What I suggest is the follows:

  1. The construction of robust large databases which relate head ultrasound findings to long-term, functional, outcomes. With enough detail to be able to relate a particular constellation of findings to a range of probable outcomes. Such databases will need to take into account mortality, but that must be predicated on whether care was re-directed or not. Withdrawal of life-sustaining interventions as a result of head ultrasound (or other considerations of long-term outcomes) must be factored into such databases.
  2. Development of tools to teach neonatal and perinatal trainees (and established caregivers) how to counsel parents regarding the results which would be routinely available from 1.

We must move on from a discussion focussed on “your baby has a grade 4 hemorrhage” and “life therefore is no longer worth living” (often implying, or overtly saying, that the long-term outcome will be “terrible”). To “your baby has these findings on imaging” which means that she (or he) will most likely be within the following range of outcomes, the majority of which are associated with an entirely acceptable quality of life.


About Keith Barrington

I am a neonatologist and clinical researcher at Sainte Justine University Health Center in Montréal
This entry was posted in Neonatal Research and tagged , , , . Bookmark the permalink.

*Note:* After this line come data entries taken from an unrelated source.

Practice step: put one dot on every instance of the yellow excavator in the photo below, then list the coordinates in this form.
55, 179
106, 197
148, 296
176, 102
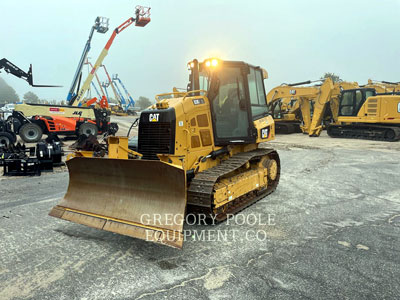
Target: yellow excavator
297, 118
364, 114
326, 109
197, 152
382, 87
310, 107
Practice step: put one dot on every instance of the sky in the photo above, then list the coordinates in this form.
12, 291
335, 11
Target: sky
293, 40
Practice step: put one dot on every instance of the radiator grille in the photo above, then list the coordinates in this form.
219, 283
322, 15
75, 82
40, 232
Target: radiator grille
155, 138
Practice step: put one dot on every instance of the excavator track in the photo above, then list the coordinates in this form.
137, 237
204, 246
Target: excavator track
201, 190
365, 132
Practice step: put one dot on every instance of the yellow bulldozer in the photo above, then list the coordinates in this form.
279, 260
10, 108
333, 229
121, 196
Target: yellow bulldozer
197, 153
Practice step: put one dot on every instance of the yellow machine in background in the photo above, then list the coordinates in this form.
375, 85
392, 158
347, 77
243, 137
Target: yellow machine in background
365, 115
303, 98
306, 107
199, 154
383, 87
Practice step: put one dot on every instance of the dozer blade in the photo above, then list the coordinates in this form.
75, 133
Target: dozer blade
140, 198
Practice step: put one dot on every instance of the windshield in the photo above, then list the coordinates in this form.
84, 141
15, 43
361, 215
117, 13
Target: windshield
229, 104
204, 81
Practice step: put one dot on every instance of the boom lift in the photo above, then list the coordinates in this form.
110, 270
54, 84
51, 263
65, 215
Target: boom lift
101, 26
141, 19
31, 121
103, 99
121, 96
364, 114
131, 102
199, 154
115, 109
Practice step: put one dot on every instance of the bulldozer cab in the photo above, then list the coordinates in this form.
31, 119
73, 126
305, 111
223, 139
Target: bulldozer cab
352, 100
237, 96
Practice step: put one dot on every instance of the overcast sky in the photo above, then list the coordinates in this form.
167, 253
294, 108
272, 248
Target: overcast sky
293, 40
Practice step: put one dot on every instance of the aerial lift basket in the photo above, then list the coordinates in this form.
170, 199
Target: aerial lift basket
139, 198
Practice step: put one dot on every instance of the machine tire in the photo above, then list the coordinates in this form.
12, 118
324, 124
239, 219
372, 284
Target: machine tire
30, 132
7, 138
88, 129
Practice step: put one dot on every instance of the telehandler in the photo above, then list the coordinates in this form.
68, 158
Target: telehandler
198, 152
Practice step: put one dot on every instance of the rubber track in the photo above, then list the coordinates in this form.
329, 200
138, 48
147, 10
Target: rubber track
201, 189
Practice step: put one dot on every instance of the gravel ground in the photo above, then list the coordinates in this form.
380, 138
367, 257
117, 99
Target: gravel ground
331, 230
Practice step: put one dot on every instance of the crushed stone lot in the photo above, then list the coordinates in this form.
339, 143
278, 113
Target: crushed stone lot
330, 230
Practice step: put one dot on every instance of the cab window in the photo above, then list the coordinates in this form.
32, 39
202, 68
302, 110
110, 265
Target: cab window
229, 105
257, 93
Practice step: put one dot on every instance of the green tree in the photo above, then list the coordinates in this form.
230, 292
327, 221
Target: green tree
335, 78
31, 97
7, 93
143, 102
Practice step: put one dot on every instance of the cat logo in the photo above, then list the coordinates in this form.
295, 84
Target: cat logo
154, 117
265, 133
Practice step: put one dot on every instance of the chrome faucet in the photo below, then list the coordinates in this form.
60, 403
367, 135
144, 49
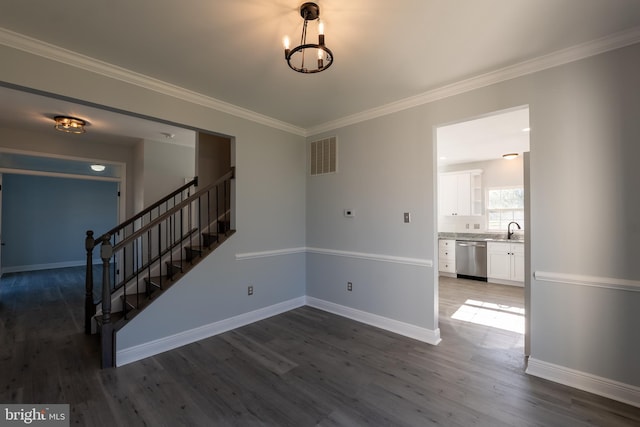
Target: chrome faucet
509, 232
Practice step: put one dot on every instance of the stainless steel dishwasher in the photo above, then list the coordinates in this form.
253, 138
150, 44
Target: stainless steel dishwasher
471, 260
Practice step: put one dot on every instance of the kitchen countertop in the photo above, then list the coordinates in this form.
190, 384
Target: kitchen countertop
479, 237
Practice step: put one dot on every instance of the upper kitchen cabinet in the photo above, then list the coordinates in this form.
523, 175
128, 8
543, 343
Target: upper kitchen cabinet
460, 193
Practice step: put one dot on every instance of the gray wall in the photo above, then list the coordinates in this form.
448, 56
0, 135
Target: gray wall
166, 167
584, 222
44, 219
270, 202
585, 209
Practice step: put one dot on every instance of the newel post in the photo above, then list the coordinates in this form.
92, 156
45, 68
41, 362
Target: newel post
89, 306
106, 251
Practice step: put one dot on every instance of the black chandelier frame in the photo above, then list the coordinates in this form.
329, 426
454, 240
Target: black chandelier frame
309, 12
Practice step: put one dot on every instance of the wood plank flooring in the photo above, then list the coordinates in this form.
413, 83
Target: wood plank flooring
302, 368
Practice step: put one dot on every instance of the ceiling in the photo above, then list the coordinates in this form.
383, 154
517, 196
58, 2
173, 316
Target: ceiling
484, 138
231, 51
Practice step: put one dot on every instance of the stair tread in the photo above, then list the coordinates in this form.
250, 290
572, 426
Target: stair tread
136, 302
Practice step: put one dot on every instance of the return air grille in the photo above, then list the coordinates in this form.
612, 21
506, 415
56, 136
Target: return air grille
323, 155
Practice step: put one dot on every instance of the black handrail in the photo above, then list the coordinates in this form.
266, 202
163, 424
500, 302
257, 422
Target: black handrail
149, 209
134, 264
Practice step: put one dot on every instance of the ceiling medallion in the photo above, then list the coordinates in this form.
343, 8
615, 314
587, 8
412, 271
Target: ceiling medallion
320, 55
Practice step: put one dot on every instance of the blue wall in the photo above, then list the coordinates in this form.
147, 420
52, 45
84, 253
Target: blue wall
45, 219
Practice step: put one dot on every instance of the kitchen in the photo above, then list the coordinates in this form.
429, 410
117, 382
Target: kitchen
481, 222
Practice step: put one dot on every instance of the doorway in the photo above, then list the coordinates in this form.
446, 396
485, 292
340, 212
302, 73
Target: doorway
483, 197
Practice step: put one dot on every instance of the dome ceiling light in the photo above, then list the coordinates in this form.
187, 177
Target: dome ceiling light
69, 124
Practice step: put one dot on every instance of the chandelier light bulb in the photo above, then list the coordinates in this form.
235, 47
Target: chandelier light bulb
295, 56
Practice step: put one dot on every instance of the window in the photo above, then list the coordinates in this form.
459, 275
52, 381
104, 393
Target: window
503, 206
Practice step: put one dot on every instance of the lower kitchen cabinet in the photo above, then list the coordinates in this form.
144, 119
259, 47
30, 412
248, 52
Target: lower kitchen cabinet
447, 257
505, 263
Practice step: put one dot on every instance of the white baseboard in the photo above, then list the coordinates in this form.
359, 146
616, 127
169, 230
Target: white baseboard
583, 381
416, 332
151, 348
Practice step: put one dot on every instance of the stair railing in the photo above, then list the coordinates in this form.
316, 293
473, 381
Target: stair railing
135, 250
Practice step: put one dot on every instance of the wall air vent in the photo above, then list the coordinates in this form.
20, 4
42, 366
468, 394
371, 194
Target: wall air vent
323, 156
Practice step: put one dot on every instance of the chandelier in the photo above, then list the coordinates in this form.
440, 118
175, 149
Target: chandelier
309, 57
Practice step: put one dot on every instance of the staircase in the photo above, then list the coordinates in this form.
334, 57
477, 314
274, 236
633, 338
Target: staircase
148, 253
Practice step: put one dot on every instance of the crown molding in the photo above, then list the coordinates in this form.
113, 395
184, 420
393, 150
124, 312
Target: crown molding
561, 57
74, 59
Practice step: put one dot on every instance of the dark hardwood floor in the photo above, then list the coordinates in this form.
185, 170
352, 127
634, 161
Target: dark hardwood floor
302, 368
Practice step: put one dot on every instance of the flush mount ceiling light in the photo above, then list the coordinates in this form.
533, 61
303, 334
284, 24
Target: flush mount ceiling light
318, 55
69, 124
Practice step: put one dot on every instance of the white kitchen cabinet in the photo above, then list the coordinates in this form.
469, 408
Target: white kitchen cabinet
505, 263
460, 193
447, 257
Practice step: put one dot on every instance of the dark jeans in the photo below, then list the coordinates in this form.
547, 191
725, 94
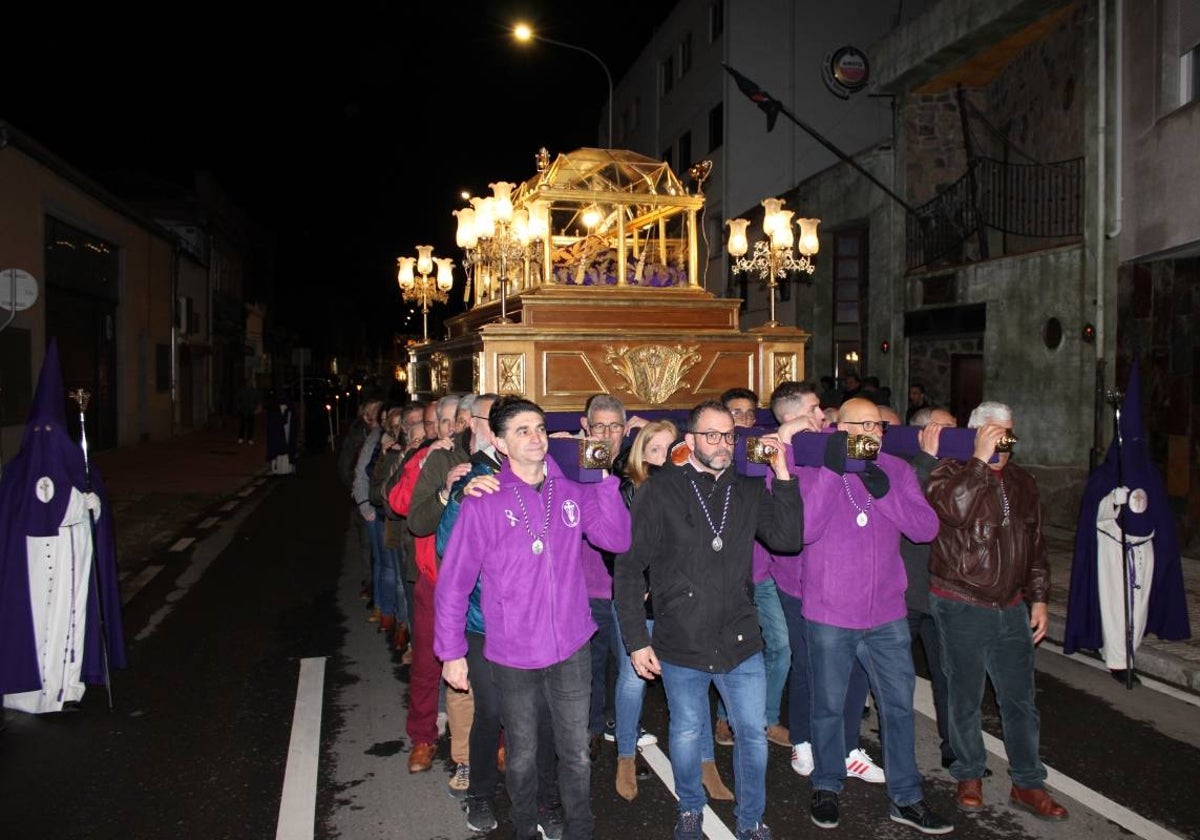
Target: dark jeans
562, 693
601, 709
485, 733
921, 625
981, 643
799, 690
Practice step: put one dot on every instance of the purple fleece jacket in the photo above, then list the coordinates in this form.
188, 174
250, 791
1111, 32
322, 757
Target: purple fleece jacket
535, 606
853, 576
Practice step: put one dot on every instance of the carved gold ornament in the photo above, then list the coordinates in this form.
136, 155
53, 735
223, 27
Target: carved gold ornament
653, 372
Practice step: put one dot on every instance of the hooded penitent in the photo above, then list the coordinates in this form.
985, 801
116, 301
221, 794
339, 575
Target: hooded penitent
1128, 466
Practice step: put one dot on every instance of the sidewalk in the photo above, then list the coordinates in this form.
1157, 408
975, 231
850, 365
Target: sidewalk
157, 489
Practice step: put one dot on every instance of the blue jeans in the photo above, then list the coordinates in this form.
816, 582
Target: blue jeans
385, 571
981, 642
922, 625
601, 648
744, 689
799, 700
630, 694
777, 653
886, 652
563, 691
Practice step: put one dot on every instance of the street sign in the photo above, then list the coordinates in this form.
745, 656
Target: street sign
18, 289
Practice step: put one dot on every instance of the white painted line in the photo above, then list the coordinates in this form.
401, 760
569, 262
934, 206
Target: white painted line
135, 586
714, 828
1140, 827
298, 805
1149, 682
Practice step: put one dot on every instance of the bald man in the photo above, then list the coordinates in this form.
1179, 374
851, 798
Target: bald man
855, 610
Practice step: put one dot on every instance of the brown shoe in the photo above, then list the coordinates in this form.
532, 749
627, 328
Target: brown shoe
421, 757
713, 784
400, 640
970, 796
1037, 802
627, 780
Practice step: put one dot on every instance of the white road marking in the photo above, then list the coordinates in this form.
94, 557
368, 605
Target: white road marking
923, 702
298, 805
714, 828
1147, 682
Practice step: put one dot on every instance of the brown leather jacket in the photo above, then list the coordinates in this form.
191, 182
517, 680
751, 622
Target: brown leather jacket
975, 556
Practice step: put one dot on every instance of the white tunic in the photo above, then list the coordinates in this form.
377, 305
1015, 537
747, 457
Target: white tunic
59, 576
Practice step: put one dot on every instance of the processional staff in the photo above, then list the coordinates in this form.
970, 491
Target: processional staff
82, 397
1127, 568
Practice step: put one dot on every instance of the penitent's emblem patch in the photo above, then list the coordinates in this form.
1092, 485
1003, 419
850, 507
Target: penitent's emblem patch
45, 489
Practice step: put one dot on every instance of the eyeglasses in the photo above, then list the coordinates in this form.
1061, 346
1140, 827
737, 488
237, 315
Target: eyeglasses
606, 427
868, 425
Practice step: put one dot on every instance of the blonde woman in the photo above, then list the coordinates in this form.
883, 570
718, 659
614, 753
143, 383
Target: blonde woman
647, 454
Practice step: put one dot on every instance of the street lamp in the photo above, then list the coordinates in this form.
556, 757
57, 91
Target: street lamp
493, 233
523, 33
425, 289
773, 257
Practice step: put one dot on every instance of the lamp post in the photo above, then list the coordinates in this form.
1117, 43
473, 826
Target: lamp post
493, 233
523, 33
425, 289
773, 257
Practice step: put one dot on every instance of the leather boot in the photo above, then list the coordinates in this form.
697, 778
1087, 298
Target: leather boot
713, 784
627, 783
400, 640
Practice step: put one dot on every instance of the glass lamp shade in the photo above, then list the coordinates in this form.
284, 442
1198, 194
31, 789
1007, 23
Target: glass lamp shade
738, 245
485, 222
771, 209
809, 241
539, 220
424, 259
445, 273
783, 237
502, 201
405, 275
521, 226
465, 237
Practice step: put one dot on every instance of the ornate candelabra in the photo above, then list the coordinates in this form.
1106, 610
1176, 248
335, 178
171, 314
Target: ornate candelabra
424, 288
773, 258
495, 234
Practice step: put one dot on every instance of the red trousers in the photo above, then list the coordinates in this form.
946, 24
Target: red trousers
425, 676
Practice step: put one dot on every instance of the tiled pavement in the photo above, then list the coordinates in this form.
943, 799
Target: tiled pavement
159, 489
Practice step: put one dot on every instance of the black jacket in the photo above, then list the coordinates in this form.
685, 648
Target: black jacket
703, 599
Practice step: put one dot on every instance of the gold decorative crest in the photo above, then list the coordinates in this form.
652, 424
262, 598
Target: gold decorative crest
653, 372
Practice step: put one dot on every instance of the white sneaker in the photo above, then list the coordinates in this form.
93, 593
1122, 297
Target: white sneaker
802, 759
861, 766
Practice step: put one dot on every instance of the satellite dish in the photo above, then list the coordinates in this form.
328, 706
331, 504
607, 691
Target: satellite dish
18, 289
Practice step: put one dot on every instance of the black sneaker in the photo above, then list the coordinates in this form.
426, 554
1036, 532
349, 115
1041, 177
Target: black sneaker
479, 815
921, 817
825, 809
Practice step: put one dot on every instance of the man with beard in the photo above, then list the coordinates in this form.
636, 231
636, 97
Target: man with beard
694, 531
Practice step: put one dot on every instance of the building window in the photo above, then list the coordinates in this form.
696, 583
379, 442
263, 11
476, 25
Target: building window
717, 126
684, 149
850, 277
715, 19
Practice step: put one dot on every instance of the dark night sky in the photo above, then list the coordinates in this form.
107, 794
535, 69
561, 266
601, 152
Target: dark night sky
348, 129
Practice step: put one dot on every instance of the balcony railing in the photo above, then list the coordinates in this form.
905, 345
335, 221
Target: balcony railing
1039, 201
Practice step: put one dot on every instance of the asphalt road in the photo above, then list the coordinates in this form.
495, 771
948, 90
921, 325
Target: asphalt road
204, 736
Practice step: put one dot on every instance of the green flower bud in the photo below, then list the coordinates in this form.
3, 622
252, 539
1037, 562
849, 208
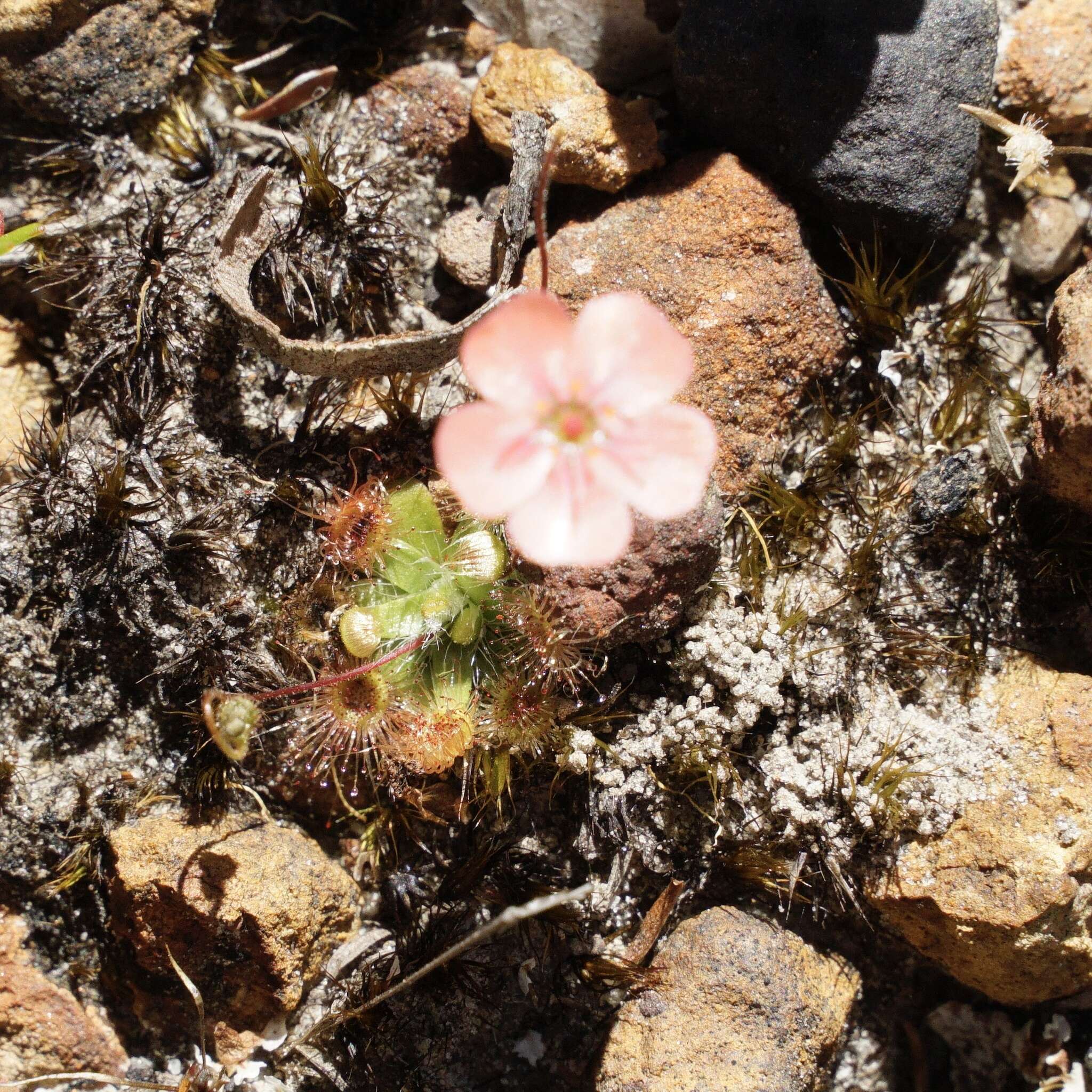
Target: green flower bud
478, 559
232, 720
468, 627
415, 519
359, 631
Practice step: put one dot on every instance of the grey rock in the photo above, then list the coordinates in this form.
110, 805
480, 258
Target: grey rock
1048, 242
850, 104
946, 491
617, 41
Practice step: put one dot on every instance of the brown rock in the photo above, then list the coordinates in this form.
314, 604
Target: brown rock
600, 140
1045, 68
1049, 239
233, 1048
87, 63
251, 910
43, 1028
23, 388
426, 110
743, 1005
641, 597
465, 247
1062, 416
1000, 899
713, 246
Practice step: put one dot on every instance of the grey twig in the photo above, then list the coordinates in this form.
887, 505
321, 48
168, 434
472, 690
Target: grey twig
529, 151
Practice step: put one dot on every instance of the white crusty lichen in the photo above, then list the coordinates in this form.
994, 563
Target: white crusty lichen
1028, 148
801, 747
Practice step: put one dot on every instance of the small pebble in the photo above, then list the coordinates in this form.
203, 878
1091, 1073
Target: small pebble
1048, 242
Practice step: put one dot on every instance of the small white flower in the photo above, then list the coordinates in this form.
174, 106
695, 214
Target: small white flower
1028, 148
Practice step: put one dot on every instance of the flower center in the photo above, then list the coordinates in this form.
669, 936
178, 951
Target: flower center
573, 423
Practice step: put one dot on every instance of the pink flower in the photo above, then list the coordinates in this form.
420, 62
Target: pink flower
575, 427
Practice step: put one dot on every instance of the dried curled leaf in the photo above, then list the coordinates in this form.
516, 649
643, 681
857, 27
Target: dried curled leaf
245, 232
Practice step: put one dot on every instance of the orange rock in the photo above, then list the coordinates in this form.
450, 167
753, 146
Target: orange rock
742, 1005
1062, 416
1000, 899
1045, 68
713, 246
251, 910
43, 1028
600, 141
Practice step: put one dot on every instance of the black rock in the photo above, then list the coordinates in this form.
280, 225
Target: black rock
946, 491
851, 104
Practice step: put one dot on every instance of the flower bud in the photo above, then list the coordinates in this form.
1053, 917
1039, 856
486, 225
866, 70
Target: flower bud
359, 631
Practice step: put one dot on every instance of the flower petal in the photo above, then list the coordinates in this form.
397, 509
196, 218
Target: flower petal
513, 355
572, 520
632, 356
659, 462
491, 458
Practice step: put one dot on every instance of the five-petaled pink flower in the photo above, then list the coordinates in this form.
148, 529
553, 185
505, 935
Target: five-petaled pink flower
575, 426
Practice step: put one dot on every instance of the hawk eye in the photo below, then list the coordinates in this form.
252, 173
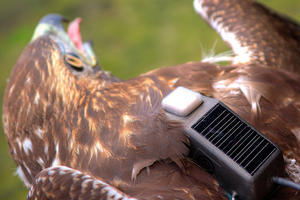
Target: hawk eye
74, 61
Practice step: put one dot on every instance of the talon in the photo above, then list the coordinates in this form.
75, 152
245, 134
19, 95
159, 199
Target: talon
139, 166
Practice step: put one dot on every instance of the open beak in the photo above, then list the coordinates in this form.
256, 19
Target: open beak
52, 25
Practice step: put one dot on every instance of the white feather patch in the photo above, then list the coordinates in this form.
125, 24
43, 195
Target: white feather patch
27, 146
243, 53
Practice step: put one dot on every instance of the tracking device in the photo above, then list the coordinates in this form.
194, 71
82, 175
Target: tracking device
242, 160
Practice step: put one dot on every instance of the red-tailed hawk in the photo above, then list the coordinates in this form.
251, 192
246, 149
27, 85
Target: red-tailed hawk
77, 132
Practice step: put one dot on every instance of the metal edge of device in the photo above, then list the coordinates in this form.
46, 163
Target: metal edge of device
230, 175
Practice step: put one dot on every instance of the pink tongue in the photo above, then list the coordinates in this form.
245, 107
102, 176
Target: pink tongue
74, 33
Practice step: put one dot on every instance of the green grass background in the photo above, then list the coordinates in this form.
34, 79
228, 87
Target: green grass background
130, 37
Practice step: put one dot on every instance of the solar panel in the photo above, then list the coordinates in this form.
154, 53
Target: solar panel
235, 138
240, 157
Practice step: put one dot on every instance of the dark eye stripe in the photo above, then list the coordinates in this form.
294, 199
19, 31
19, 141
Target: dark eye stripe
74, 61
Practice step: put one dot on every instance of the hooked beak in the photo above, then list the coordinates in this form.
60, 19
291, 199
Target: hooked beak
52, 24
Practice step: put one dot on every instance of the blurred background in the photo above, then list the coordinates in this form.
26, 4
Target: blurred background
130, 37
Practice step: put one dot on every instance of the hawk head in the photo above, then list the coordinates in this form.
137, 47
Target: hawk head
52, 74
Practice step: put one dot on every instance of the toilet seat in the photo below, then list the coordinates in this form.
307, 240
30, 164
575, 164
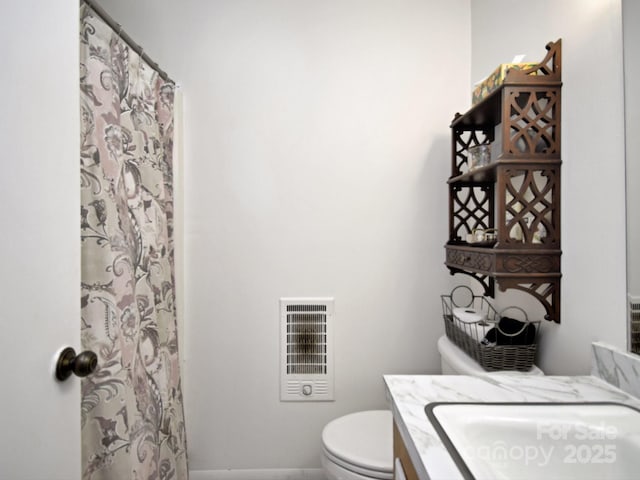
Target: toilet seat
361, 443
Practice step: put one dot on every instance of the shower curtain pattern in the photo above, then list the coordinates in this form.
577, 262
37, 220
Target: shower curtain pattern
132, 413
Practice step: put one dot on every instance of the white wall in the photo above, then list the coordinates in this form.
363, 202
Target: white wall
593, 202
40, 241
631, 19
317, 145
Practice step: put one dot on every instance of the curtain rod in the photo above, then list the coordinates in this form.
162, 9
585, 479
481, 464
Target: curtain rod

2 Responses to Time to abandon the Papile classification? (part 2)

  1. Kike Babata says:

    Another great post! Thanks for all that you do. You helped me answer so many questions I was struggling with and have taught me, by your blog how to eloquently get my point across. I

  2. Sameer Al-Abdi says:

    1. Here is link for the full text of my first article
    2. Abdi score is mostly arbitrary but I have incorborated other findings including Bassan findings.
    3. I have developed a simple Excel-based Calculator to ease daily using of the score.